Buone notizie: significa che l’argomento non è ancora e forse non sarà mai finito.
Cattive notizie, vuol dire che è ancora molto all’interno, e che se non è ancora uscito, il fatto depone male.
“… quell’alcunché di memoria mi giunge, e per dir meglio, mi si fa presente.” – e per dir peggio ancora incombe, come l’It di Stephen King, che si può neutralizzare solo in un modo, dimenticandolo. Ma a volte ritornano, It è tornato più volte, per poi sparire di nuovo, ma fino a quando?
“Del resto, quando rammemoriamo episodi e occasioni e scelte della nostra vita, le descriviamo secondo le consistenze d’una consapevolezza presente e diamo in realtà conto, ricostruendone i momenti di formazione, della sua forma attuale.”
Che ha la consistenza di una cartolina? O di uno studium vero e proprio? Quando io guardo vecchi filmati di quell’epoca, rimango abbagliato, ma non scosso, e non colgo che quella gente, intendo quegli individui, che manifestavano o agivano in base a una nuova etica, erano scossi più che abbagliati, e pagavano con la loro esistenza le proprie scelte. Ringrazio Alberto, per questa mia nuova consapevolezza di quel tempo che non mi è mai appartenuto.
L’allora cinquantatreenne Pietro Ingrao non li capiva proprio, questi giovini che disdegnavano l’autoritarismo, che volevano tutto e subito, e non in piani quinquennali ragionati a tavolino. Se qualcuno gli dice, ad Alberto: “Nel 1968, a Valle Giulia, io c’ero.”, a lui viene da chiedere: “E con questo?”, ma intendendo: A far che?
Nel ‘77 (anno in cui fu assegnata come prova di maturità scientifica la materia di latino orale, come già fu nel ‘68) fisicamente io c’ero, sì, ma, per tutto il resto, ero Altrove.
Alberto narra la tragica vicenda delle violenze perpetrate da “un gruppo di aderenti alle associazioni universitarie neofasciste”, per cui un certo “Rossi, colpito duramente nella colluttazione, svenne, e cadendo giù dall’alto parapetto dell’atrio trovò la morte.”
Non ho vissuto tali orrori, per fortuna, ma pochi anni prima avevo assistito alle botte rifilate da parte di una squadraccia del Collettivo Studentesco del Liceo Scientifico reggiano, cinque energumeni che, altezza media un metro e ottantadue, presero a sberle due macilenti studenti monarchici, altezza media uno e sessantasei, strappando loro i volantini e minacciando quei tapini, con grida di stampo camorristico, di non osare riprovarci!
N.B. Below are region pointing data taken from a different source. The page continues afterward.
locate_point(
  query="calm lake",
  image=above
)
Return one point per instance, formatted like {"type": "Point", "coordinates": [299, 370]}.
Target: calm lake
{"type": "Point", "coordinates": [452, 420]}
Questo è uno dei tanti episodi che vissi come vile spettatore, a quei tempi, per cui, pur concordando con le istanze del Movimento (specie le direttive impartite dal governo coi Decreti Delegati), disprezzando in modo equanime monarchici, ciellini e i nascenti Studenti Democratici (mi pare si chiamasse così), che schifai, a meglio pensarci, più di tutti perché, pur nati dal nulla ideologico, grazie ai voti della maggioranza silenziosa raggiunsero numero due rappresentanti di istituto, al pari del Movimento Studentesco. Un alfiere di questi ultimi mi telefonò a casa, invitandomi ad andare a votare, promisi di sì e feci di no. Anche quella volta, restai chiuso altrove, tra gli immoti apoti tipo quelli di Giuseppe.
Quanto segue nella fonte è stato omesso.